I love to be socially active. I have always run, biked, hiked, and camped. Doing those things keep me refreshed. I also love to read. I have been a big reader since I can remember. Disappearing into a science fiction novel is a great way to stay refreshed. I also like listening to podcasts that feature different perspectives or feature topics that have nothing to do with medicine. I listen to a great podcast out of the University of Houston where they talk about inventions and it has nothing to do with medicine but it’s fascinating to listen to these people talk about how they did what they did.
How do you champion family medicine?
I champion family medicine on three levels. One, is be the best family doctor I can be for my patients. To me it’s how you demonstrate the value of family medicine. We can’t just tell people what it is, we must show it.

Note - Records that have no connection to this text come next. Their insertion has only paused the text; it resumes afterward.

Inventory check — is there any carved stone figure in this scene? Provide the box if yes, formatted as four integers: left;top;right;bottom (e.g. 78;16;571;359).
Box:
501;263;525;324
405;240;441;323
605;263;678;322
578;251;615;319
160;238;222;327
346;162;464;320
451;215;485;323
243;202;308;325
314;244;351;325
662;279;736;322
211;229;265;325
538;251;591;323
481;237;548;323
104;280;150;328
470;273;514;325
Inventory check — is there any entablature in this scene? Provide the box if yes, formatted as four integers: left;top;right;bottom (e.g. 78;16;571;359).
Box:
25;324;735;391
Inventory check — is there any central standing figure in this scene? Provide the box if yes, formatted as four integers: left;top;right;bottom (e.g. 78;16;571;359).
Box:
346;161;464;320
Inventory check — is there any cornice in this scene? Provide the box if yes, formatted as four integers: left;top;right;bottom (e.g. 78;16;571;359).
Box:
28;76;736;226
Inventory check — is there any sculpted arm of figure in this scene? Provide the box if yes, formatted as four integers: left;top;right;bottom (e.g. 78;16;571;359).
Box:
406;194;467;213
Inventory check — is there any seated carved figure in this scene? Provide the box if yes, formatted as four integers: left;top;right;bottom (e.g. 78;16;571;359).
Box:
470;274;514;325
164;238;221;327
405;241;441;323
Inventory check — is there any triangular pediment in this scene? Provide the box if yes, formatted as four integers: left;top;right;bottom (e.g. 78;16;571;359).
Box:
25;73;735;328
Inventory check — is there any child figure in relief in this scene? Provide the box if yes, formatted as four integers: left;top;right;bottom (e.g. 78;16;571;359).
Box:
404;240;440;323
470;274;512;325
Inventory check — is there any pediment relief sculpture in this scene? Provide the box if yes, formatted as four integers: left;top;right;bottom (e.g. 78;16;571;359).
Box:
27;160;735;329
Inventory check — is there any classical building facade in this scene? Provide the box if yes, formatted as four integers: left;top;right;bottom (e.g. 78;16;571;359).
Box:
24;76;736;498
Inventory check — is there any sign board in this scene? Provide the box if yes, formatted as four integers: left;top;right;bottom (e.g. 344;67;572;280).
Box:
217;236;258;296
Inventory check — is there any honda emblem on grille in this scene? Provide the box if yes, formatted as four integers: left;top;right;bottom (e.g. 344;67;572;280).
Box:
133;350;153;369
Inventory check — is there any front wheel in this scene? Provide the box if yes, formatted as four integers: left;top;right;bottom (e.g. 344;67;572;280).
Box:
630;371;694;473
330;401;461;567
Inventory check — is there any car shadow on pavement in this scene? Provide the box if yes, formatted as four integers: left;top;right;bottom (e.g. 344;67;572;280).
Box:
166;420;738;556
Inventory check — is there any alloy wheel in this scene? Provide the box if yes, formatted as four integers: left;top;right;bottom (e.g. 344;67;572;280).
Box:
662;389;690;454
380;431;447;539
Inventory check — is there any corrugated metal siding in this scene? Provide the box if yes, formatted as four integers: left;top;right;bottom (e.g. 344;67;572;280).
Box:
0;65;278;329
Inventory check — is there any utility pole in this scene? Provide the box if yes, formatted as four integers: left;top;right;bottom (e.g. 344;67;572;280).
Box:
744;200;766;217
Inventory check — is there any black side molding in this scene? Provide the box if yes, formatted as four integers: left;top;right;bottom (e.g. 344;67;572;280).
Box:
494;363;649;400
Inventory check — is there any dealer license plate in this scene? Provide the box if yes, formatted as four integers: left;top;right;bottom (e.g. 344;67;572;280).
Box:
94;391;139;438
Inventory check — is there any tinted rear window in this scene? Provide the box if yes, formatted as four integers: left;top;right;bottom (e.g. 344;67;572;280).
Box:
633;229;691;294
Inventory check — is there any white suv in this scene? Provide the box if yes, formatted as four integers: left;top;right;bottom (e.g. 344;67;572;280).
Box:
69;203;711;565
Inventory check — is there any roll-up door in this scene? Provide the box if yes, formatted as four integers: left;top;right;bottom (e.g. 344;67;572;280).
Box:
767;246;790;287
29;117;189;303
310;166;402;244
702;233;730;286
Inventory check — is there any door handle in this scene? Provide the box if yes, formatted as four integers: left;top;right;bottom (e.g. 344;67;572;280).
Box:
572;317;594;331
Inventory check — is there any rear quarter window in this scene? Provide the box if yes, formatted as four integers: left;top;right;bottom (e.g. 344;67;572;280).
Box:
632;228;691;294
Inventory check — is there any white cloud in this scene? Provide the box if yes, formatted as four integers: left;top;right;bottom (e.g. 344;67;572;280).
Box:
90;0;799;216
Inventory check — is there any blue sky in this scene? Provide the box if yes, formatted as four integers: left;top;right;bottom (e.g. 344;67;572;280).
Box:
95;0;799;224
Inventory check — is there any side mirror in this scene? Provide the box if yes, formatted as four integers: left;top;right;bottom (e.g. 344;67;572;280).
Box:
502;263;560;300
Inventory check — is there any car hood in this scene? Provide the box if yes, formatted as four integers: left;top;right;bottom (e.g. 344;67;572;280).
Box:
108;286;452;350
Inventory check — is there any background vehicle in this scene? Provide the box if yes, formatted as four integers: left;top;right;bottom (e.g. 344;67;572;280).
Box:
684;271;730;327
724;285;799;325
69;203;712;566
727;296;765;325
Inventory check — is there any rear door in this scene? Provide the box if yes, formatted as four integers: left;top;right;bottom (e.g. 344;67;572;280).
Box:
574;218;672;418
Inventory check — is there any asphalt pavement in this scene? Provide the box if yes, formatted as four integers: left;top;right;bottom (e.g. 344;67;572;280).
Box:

Second, it’s not just about taking good care of our patients, it’s being aware and savvy about quality measures and how to provide high quality, reasonably-priced, health care to our patients. It’s about how to make the health care system better, how to do that on a daily, and all the little ways that are critical to achieving it. The national policy means nothing unless a whole bunch of family physicians with their patients do the little things to make that happen.
And third, is getting involved outside of my office. I am active in TAFP and AAFP, the Harris County Medical Society, the Texas Medical Association, and other community groups. Being out in the community in whatever way you personally find satisfying is a great way to champion family medicine because then they see what you do. For example, I’ve been on multiple scouting trips with my son and we have a young man on these trips with serious health issues. The parents know that a family physician is on the trip, they can tell me how to handle special issues, and I can assure them that whatever happens I can take care of their child. Thankfully, nothing usually happens on these trips but these little ways outside of the office are great ways to champion family medicine and all of them are important.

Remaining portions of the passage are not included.